No I've washed and dryed quite a few through the laundry over the years

> thinks TRIM is used to securely delete deleted data
lul brainlet

>USB drive
>SSD
>SD Card
Use Dremel.
>Standard hard drive
Yes, use heat. Also crash the platters.

>I don't know how NAND flash works
this isn't a spinning disk grandma

no

even if you zero a drive you are still writing zeros on it

> has never used data recovery tools to test his "TRIM"
> citeseerx.ist.psu.edu/viewdoc/download?doi=10.1.1.187.3062&rep=rep1&type=pdf
> The ACS-2 draft standard [4] provide a “TRIM” command that informs drive that a range of LBAs is no longer in use, but this does not have any reliable effect on data security
you were saying what brainlet?

>post yf when skynet uses nvme pcix format

Attached: T-888CPU.jpg (1920x1080, 155K)

If you want to absolutely make sure there is no way in hell to recover /any/ data you will need to chemically dissolve the platters/flash chips.

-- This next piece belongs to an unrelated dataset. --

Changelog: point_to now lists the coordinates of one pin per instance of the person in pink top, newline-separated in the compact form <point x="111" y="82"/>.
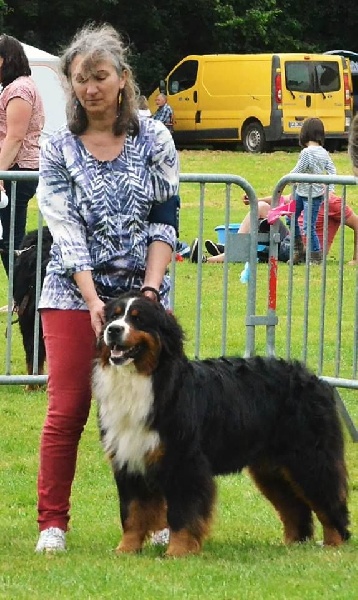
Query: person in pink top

The issue is that you'll destroy the control IC before the voltage reaches the memory cells, you can absolutely destroy every single memory cell by applying 12V to the logic. If the circuit has insufficient protections in place you could just apply a high voltage to the data pins and cycle through all addresses, this is probably plausible with compact flash

>chemically dissolve

That takes too long.

I believe you're supposed to use DBAN to wipe data.

There is a tool called shred that overwrites the drive with zero.

That is the fastest reliable way to remove any chance of data recovery. The other would be shredding it with an industrial HDD shredder which takes longer and is not really a viable alternative considering the premise.

OK guys, i posted When it comes to drive wiping any flash media it's hard because the sectors on the flash medium aren't reused when wiping files or free space even.

Using EnCase the only way I was able to not recover all data was by wiping the entire drive and not just the free space. My test had 1,000 mp3s that i deleted securely and insecurely and wiped. I was able to recover 3 of them and all the file names.

The best way around this is to encrypt the drive and then wipe the header of the encryption when the drive is going to be disposed of, etc

You could grind it to bits and pieces and burn them.

That isn't exactly fast or really possible in a scenario described by OP. It's much more realistic having a small vat of acid above the HDD that can cover the entire HDD. Granted it would still take a few minutes tops depending on concentration and temperature of the acid but much more realistic than grinding or shredding it.